A couple of months ago Bloomberg made big waves with an article that claimed China had inserted hardware bugs into the server architecture of many major American companies, including Amazon and Apple. Doubts were immediately raised by a few people because the Bloomberg reporters weren’t reporting on a bugged board that they had seen, they merely cited claims made by anonymous sources (always a red flag in a news article). But the hack described, although complicated in nature, wasn’t outside of the realm of possibility. Moreover, Bloomberg isn’t a tabloid, the organization has some journalistic readability, so the threat was treated seriously.
Since the threat was being taken seriously, actual investigations were being performed by the companies named in the article. This is where the credibility of the article started to falter. Apple and Amazon both announced that after investigating the matter they no evidence that their systems were compromised. Finally the company specifically named as the manufacturer of the compromised servers announced that an independent audit found no evidence to support Bloomberg’s claims:
SAN FRANCISCO (Reuters) – Computer hardware maker Super Micro Computer Inc told customers on Tuesday that an outside investigations firm had found no evidence of any malicious hardware in its current or older-model motherboards.

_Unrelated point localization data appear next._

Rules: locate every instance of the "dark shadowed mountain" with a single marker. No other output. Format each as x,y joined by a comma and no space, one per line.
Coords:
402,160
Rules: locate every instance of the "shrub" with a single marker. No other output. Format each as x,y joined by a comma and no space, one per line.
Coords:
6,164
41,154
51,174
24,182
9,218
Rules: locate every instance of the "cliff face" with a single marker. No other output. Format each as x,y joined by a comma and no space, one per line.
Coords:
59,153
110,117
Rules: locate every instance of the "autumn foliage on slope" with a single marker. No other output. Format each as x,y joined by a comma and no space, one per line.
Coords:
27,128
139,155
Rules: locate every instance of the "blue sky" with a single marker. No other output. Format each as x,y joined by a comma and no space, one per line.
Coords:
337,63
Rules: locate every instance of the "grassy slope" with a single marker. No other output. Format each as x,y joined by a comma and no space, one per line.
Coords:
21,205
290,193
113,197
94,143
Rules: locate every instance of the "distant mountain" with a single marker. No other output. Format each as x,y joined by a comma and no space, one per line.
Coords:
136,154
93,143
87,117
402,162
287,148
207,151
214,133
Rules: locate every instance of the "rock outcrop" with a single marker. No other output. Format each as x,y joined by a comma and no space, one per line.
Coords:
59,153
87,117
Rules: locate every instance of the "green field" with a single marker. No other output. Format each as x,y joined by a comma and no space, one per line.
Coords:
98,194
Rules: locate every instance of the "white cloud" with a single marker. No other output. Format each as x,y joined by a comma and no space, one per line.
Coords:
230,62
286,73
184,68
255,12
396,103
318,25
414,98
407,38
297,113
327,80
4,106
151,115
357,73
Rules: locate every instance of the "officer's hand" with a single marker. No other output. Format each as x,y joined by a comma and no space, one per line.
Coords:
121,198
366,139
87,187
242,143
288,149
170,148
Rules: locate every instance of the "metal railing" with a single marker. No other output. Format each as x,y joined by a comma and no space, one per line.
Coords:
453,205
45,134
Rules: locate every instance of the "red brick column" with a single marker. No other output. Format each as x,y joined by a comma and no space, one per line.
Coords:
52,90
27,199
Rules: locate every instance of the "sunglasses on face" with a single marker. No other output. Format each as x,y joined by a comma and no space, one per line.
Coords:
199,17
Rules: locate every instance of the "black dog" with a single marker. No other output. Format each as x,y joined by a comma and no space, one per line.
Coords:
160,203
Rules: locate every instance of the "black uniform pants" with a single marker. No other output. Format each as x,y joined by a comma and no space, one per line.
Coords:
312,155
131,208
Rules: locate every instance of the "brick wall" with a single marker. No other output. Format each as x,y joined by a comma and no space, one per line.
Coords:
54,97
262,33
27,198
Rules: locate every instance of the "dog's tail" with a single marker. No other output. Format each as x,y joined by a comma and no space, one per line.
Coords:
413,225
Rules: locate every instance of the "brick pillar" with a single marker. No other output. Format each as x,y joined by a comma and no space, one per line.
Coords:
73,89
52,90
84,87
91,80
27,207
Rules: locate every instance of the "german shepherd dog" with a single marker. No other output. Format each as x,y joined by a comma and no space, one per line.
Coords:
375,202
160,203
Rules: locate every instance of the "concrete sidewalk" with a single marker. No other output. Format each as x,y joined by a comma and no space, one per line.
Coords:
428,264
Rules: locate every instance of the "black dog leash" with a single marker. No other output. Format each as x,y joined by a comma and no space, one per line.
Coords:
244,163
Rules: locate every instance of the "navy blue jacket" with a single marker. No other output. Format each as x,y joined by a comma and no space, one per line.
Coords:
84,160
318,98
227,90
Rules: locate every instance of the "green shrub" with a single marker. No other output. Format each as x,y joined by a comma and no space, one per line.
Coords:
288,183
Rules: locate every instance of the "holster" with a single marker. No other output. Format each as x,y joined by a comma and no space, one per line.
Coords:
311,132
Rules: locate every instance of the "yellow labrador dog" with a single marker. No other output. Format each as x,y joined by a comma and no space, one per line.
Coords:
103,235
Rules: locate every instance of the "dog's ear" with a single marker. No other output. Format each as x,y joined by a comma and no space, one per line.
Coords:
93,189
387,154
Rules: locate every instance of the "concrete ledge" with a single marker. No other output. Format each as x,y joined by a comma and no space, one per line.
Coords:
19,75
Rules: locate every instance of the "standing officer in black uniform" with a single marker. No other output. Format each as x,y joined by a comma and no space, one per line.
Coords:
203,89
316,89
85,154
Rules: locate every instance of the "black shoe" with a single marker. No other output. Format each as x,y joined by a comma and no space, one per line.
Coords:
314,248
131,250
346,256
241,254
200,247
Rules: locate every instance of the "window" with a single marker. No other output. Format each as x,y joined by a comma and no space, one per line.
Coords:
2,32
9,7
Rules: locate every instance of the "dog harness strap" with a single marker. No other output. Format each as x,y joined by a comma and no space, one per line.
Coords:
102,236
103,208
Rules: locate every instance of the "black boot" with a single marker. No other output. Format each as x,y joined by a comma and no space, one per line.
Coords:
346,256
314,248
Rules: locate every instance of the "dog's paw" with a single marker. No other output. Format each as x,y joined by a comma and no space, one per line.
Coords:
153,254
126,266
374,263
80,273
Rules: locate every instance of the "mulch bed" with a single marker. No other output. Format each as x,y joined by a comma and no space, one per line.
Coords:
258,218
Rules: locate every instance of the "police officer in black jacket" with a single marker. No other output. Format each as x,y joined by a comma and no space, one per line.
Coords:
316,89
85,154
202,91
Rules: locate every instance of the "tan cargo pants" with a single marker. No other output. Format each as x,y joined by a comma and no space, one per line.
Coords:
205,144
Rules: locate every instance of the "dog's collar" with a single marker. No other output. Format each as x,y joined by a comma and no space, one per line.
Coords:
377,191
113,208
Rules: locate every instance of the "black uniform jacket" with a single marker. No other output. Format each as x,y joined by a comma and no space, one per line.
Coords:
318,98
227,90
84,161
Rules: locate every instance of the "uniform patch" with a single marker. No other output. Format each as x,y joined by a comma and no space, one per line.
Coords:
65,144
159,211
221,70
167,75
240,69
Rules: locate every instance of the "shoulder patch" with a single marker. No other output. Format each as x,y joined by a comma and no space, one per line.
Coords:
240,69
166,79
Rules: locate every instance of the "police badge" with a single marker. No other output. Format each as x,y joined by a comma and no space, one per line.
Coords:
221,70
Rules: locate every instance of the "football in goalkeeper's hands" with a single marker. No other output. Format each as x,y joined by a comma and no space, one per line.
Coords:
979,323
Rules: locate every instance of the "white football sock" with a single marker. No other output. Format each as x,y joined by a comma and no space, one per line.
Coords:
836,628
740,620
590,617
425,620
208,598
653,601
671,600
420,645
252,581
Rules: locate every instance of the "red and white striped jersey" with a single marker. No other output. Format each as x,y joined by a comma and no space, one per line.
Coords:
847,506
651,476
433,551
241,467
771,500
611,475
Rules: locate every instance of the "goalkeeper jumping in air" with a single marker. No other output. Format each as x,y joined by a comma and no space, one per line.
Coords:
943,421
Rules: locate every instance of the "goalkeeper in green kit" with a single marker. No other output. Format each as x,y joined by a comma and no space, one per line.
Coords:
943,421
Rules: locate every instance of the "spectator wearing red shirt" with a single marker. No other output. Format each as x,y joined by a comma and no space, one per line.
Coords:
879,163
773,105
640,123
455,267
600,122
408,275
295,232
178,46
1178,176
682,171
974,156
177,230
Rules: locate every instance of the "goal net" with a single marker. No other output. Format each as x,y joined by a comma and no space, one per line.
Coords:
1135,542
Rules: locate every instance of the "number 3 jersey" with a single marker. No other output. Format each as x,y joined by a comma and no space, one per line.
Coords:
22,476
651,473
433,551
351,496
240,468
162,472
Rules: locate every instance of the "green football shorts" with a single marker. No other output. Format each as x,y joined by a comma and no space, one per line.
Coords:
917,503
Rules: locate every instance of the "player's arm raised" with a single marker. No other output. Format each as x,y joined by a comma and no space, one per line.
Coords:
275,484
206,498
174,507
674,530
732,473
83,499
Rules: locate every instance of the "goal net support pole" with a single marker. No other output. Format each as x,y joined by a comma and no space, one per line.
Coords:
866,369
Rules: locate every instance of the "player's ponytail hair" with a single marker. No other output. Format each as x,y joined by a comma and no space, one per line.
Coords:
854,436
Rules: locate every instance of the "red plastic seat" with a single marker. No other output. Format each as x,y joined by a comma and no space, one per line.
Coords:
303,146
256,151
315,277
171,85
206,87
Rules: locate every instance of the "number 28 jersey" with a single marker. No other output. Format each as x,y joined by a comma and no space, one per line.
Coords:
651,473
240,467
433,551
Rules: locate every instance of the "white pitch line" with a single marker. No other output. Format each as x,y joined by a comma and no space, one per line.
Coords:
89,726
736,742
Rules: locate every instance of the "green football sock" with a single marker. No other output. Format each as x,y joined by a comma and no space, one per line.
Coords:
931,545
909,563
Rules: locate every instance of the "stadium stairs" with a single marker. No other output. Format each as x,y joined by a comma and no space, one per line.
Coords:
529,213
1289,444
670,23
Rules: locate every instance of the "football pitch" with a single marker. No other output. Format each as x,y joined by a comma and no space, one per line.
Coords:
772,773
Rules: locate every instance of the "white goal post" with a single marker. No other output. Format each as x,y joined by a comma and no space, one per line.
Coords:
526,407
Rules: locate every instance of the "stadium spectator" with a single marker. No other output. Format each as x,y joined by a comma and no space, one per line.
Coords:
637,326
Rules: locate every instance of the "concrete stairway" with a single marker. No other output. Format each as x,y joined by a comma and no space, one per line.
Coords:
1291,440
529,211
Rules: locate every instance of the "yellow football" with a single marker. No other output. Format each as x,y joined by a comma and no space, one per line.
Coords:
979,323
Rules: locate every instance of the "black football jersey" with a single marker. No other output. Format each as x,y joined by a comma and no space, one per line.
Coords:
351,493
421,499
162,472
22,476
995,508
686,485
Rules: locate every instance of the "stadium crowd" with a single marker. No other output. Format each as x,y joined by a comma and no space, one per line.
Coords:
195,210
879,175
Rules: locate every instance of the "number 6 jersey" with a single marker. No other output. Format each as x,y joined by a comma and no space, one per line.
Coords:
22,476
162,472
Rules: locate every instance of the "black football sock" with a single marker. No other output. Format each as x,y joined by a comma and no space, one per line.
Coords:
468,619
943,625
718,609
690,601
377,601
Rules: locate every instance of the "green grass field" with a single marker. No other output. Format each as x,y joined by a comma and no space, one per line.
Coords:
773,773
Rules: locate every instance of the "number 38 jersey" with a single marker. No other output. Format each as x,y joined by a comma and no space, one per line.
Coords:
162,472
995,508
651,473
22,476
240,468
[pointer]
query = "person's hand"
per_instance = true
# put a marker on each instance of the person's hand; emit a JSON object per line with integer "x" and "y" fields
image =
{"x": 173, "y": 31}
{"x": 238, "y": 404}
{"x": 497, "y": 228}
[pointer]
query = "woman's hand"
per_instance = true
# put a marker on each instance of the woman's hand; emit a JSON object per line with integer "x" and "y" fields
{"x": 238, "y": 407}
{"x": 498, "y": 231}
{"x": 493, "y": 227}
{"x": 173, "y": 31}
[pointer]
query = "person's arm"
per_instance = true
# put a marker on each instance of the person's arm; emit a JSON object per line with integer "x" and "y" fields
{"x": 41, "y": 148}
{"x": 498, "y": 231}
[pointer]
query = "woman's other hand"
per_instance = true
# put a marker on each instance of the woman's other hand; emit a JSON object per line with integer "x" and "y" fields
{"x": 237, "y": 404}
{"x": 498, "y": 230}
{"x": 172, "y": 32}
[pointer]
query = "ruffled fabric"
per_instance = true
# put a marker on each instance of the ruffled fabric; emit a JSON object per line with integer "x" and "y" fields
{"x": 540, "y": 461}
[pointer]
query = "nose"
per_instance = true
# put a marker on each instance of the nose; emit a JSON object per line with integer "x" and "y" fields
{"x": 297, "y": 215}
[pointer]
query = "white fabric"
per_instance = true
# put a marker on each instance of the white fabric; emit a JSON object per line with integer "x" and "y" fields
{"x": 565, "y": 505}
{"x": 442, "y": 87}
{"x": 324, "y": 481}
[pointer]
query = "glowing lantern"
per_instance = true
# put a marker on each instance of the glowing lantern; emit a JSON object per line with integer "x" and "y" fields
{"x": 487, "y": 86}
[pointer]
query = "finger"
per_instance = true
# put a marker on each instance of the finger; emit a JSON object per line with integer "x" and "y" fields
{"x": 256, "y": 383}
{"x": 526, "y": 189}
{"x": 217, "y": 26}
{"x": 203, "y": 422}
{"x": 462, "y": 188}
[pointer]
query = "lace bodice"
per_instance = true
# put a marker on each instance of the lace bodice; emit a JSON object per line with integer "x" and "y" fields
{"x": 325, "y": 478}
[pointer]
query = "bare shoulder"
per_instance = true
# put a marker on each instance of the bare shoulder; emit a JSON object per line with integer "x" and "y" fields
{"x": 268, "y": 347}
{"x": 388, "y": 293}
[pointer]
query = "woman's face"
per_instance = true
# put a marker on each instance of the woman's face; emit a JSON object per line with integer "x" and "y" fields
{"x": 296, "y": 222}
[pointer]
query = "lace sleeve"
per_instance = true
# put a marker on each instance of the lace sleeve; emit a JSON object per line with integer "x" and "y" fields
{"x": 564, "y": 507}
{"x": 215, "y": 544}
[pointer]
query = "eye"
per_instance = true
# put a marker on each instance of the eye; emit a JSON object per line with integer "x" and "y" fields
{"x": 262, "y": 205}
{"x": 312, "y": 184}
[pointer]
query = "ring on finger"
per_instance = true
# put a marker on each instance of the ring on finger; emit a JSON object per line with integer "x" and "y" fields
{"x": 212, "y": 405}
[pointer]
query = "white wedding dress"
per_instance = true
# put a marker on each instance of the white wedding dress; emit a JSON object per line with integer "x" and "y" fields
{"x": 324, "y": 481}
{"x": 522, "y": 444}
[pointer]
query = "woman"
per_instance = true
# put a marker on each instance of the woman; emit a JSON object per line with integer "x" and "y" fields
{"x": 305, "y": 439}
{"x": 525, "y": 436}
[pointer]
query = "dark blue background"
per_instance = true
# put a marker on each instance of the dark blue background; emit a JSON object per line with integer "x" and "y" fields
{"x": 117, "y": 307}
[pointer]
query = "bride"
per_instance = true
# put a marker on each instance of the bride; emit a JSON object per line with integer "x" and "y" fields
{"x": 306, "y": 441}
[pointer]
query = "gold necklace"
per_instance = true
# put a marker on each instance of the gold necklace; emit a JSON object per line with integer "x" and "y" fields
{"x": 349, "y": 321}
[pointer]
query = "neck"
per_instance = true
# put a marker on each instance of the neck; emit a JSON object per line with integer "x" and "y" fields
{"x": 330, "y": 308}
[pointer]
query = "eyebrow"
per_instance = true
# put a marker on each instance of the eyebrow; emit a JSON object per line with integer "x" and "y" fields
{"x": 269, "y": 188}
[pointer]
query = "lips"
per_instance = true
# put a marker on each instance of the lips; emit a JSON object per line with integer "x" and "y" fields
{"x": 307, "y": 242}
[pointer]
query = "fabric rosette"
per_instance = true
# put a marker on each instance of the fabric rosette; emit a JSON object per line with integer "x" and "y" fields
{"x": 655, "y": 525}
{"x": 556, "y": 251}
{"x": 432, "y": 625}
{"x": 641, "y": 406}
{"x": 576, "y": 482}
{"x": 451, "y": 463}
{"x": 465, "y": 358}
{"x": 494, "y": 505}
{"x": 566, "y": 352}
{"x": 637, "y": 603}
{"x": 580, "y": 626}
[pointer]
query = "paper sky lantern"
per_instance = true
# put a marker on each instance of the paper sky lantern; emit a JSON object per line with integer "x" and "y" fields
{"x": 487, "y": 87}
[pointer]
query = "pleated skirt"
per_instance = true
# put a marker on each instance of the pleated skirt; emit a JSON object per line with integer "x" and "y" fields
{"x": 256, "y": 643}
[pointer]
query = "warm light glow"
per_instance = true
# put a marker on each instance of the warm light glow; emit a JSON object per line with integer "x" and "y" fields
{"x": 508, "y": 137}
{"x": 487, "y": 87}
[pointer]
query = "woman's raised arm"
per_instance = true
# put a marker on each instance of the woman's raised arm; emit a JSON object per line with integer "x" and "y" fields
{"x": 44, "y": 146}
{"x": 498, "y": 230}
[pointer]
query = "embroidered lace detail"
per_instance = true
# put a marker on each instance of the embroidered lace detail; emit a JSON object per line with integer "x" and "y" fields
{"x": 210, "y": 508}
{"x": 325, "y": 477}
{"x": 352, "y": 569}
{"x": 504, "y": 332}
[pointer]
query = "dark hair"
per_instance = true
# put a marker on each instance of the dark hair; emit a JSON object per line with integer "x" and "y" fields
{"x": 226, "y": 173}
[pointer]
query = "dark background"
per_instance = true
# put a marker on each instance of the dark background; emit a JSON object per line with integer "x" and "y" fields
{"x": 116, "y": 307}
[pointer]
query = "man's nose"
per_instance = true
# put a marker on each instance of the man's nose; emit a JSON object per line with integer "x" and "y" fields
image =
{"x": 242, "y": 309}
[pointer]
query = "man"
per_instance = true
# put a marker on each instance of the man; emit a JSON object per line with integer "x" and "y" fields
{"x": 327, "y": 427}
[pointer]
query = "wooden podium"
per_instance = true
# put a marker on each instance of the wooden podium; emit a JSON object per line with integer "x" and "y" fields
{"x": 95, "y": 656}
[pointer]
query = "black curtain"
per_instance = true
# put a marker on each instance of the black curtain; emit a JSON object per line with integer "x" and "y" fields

In a letter to customers, the San Jose, California, company said it was not surprised by the result of the review it commissioned in October after a Bloomberg article reported that spies for the Chinese government had tainted Super Micro equipment to eavesdrop on its clients.
Could Apple, Amazon, and Super Micro all be lying about the findings of their investigations as some have insinuated? They certainly could be. But I subscribe to the idea that great claims require great evidence. Bloomberg has failed to produce any evidence to back its claims. If the hack described in its article was as pervasive as the article claimed, it should have been easy for the journalists to acquire or at least see one of these compromised boards. There is also the question of motivation.
Most reports indicated that China has had great success hacking systems the old fashioned way. One of the advantages to remote software hacks is that they leave behind little in the way of hard evidence. The evidence that is left behind can usually be plausibly denied by the Chinese government (it can claim that Chinese hackers unaffiliated with the government performed a hack for example). Why would China risk leaving behind physical evidence that is much harder to deny when it is having success with methods that are much easier to deny?
Unless Bloomberg can provide some evidence to support its claims, I think it’s fair to call bullshit on the article at this point.